Brecht's reimagining of Hitler as a small time Chicago hood taking over the grocery racket is fiendishly clever. It's often ludicrous (I don't think I quite appreciated before how potentially ludicrous the words 'cabbage' and 'cauliflower' are) but of course the ultimate effects are horrifying, and particularly as the play darkens after the inerval the audience are not spared. One other device to be mentioned is Brecht's clever use of Shakespeare – most obvious when having Ui appropriating snatches of Julius Caesar but present across the play and both serving as further mockery of the idea of taking the set up seriously (how can these gangsters be spouting lines of Shakespeare, and getting it wrong) but of course equally insisting that we do take it seriously – there is a Shakespearean tragic element to this enterprise only the culpable audience is much wider than the gangsters and politicians on stage.

As already mentioned, the supporting cast are uniformly excellent. This is a play that needs an especially versatile ensemble – it's a long way from the jazz which greets you as you take your seat to the fiery rant of the conclusion. It is worthy of note that most of the cast have to play at least two roles and they transfer between them seamlessly. Major contributions include William Gaunt's hapless Dogborough, Colin Stinton's courageous, doomed Ignatius Dullfoot, Lizzy McInnerny as his ultimately biddable wife, Joe McGann's fading Irish-American actor (whose scene with Ui provides a brief moment of hilarity in the descending darkness) and the trio of gangsters behind Ui. But everybody makes an important contribution to this stunning evening. At the centre though, is Henry Goodman's spellbinding Arturo Ui, who transforms before our eyes from the inarticulate butt of the joke in his first brief, silent appearance, to the searing, dominating dictator of the conclusion. So many little things contribute to this but I would single out two – the periodic, unsettling way that Goodman's wide staring eyes suddenly seemed to flash out at me, and his equally sudden transitions from reasonableness to vicious fury.

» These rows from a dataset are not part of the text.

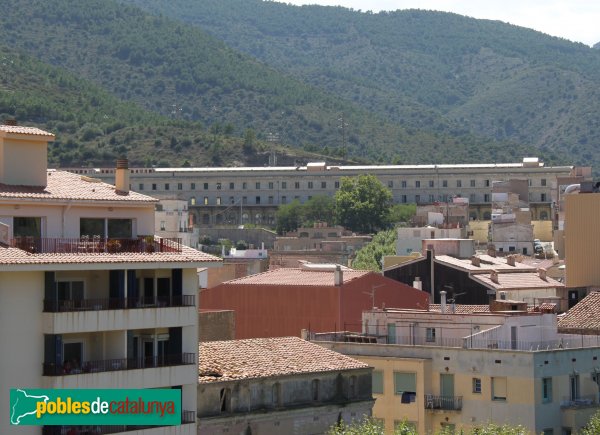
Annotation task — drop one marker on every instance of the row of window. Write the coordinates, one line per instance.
(311, 184)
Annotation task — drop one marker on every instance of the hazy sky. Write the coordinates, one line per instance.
(576, 20)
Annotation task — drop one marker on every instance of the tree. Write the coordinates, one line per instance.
(289, 217)
(369, 256)
(362, 203)
(318, 208)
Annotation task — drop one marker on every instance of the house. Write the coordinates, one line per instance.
(317, 297)
(89, 297)
(460, 366)
(273, 386)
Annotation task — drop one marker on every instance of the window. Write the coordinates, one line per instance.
(476, 385)
(499, 389)
(430, 335)
(546, 390)
(315, 389)
(377, 379)
(405, 385)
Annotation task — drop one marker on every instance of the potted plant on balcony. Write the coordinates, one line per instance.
(113, 246)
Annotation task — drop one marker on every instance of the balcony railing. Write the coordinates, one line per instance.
(92, 245)
(73, 305)
(67, 369)
(187, 417)
(448, 403)
(580, 402)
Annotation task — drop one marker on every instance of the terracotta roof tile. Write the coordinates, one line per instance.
(19, 129)
(265, 357)
(293, 276)
(67, 186)
(516, 281)
(14, 256)
(583, 318)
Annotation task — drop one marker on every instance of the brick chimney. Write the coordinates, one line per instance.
(122, 177)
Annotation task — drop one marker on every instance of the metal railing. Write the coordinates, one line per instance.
(109, 365)
(91, 245)
(448, 403)
(187, 417)
(72, 305)
(580, 402)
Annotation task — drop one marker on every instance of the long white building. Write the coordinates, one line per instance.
(89, 298)
(252, 194)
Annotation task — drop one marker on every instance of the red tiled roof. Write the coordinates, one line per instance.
(19, 129)
(583, 318)
(516, 281)
(14, 256)
(461, 308)
(299, 277)
(265, 357)
(67, 186)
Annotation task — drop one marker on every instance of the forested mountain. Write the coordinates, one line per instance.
(178, 71)
(435, 71)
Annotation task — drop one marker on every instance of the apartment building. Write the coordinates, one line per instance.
(275, 386)
(502, 363)
(89, 297)
(252, 194)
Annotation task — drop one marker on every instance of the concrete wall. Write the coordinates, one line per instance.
(216, 325)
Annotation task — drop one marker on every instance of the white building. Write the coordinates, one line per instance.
(89, 298)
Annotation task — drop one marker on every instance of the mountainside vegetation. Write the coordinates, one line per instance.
(433, 71)
(179, 72)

Equal praise is also due to the production team. Director Jonathan Church consistently crafts those moments of tension through positioning that make for great drama, ably supported by Simon Higlett's sets, Marcello Magni's movement, Tim Mitchell's lighting and Matthew Scott's music.

This production deserves to transfer but in a large venue I suspect the direct punch of feeling oneself surrounded by Ui's minions and caught in Ui's gaze will be difficult to maintain for the whole audience. Beg, borrow or otherwise acquire a ticket therefore to one of the remaining perfomances of its Minerva Theatre run. This is unmissable.